Optimizing FLUX.Kontext increased the overall score O from 5.77 to 6.24. On the highly optimized Qwen-Edit, improvements were modest (7.45 \(\to\) 7.50), though the difficult "Motion Change" category saw a 15.2% relative gain (4.01 \(\to\) 4.62).

Ablation Study¶

Configuration	Key Metric	Description
Think only (Qwen-7B)	68.9%	CoT reasoning only
Think+Verify (Qwen-7B)	75.4%	Adding external verification filtering, +6.5 points
+ GCPO	82.2%	Pairwise preference alignment, +6.8 points
VIESCORE Prompt SFT	68.3%	Reference baseline, weaker than full SFT
Remove Verify step	Significant Drop⚠️	Strict data filtering is crucial

Key Findings¶

GCPO turns RM into a "stricter judge": Training curves show RL-RRM gives lower training rewards but yields higher evaluation rewards, indicating GCPO makes the RM more rigorous.
"Verify" filtering is essential: Removing the external verification step leads to a significant performance drop, proving that strict data filtering is key for cold-start quality.
Short-board improvement: The 15.2% gain in "Motion Change" suggests the framework is particularly effective at addressing specific model weaknesses.

Highlights & Insights¶

Paradigm shift from "Scorer to Verifier": Replacing a scalar score with principle-based CoT verification makes feedback structured, interpretable, and localized. This is ideal for tasks with "conjunctive sub-requirements."
GCPO solves a real problem: It bridges the gap between partnered preference data and point-wise reasoning RMs.
Non-differentiable rewards drive GRPO: The work cleanly ports LLM RLVR experiences to vision editing by using GRPO with a black-box reasoning RM.
Interpretability byproduct: RRM's CoT explains why an edit is poor, which is useful for debugging editing models.

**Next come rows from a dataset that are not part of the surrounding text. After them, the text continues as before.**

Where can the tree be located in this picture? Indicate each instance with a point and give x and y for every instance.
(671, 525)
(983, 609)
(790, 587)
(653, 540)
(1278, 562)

Limitations & Future Work¶

Diminishing returns on strong baselines: Modest gains on Qwen-Edit suggest that once a model is highly optimized, the benefits of RM-driven RL may saturate.
Evaluation Bias: The overall score O is evaluated by GPT-4.1, which may have its own biases.
Heavy Pipeline: The dependence on multiple strong VLMs for data construction limits reproducibility and ties RRM quality to upstream VLM capabilities.
Unanalyzed Error Propagation: The quality of principle decomposition dictates the RM's ceiling, yet the impact of decomposition errors isn't fully analyzed.

vs. EditScore: EditScore uses direct scalar scoring; RRM uses principle decomposition + CoT, outperforming EditScore-7B (78.2% vs 65.9%).
vs. REFL: RRM avoids the instability and reward-hacking risks of differentiable rewards by using black-box GRPO.
vs. DPO: While DPO optimizes directly on preferences, GCPO maintains exploration by using group-wise advantages in an RL framework.

Rating¶

Novelty: ⭐⭐⭐⭐ The combination of "Verifier-style RRM + GCPO" is a clear new paradigm for editing RLHF.
Experimental Thoroughness: ⭐⭐⭐⭐ Comprehensive evaluation across dual benchmarks and model families.
Writing Quality: ⭐⭐⭐⭐ Logical flow from motivation to application; clear capacity comparison tables.
Value: ⭐⭐⭐⭐ Provides a reusable reward modeling and alignment paradigm for image editing.